Failure to Ensure Call Lights Within Reach for Two Residents
Penalty
Summary
The facility failed to ensure that call lights were within reach for two residents, resulting in a deficiency related to the reasonable accommodation of resident needs and preferences. For one resident, who had diagnoses including hypertension, congestive heart failure, Parkinson's Disease, dementia, and diabetes, the call light was found underneath the pillow at the head of the bed, out of the resident's reach. This resident was dependent on staff for most activities of daily living, including toileting and transfers, and had a history of falls. The care plan specifically directed that the call light should be kept within reach at all times. During observation, the resident was unable to locate the call light, and an LPN had to retrieve it from under the pillow, confirming it was not accessible as required.

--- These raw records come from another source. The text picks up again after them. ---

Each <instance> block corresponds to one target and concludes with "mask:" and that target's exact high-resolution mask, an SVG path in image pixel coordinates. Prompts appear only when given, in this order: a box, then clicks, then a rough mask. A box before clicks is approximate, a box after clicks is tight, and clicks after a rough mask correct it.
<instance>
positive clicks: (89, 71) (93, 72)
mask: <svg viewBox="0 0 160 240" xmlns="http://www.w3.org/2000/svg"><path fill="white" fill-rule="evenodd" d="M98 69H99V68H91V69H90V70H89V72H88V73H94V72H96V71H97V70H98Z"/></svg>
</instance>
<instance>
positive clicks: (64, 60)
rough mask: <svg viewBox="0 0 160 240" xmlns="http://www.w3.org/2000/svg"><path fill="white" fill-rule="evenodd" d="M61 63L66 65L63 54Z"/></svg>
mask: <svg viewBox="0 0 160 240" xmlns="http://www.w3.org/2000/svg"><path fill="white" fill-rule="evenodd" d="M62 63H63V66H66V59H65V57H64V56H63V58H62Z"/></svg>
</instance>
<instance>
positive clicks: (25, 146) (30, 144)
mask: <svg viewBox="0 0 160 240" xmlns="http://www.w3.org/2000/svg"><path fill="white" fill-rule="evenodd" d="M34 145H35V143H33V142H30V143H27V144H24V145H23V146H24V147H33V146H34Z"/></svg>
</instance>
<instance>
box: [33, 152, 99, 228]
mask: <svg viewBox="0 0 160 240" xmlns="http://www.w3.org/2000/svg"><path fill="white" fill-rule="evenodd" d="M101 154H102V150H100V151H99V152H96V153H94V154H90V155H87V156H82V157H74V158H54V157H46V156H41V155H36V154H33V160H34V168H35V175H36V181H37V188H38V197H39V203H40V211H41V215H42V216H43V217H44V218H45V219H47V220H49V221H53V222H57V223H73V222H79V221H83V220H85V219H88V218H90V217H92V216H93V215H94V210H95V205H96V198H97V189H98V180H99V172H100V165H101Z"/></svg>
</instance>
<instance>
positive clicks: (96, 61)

Another resident, with diagnoses of diabetes, hypertension, congestive heart failure, and chronic kidney disease, was observed asleep in bed with the call light hanging off the nightstand close to the ground, also out of reach. This resident required partial to moderate assistance with daily activities and used a wheelchair. Staff interviews, including those with the DON, NP, and Administrator, confirmed that facility policy and staff expectations required call lights to be within reach of residents at all times to ensure accessibility to staff assistance. Facility policy reviewed indicated that staff must ensure call lights are placed within the resident's reach when leaving the room. Despite this policy and staff awareness of the requirement, observations and interviews confirmed that the call lights for both residents were not accessible, constituting a failure to reasonably accommodate their needs and preferences as required.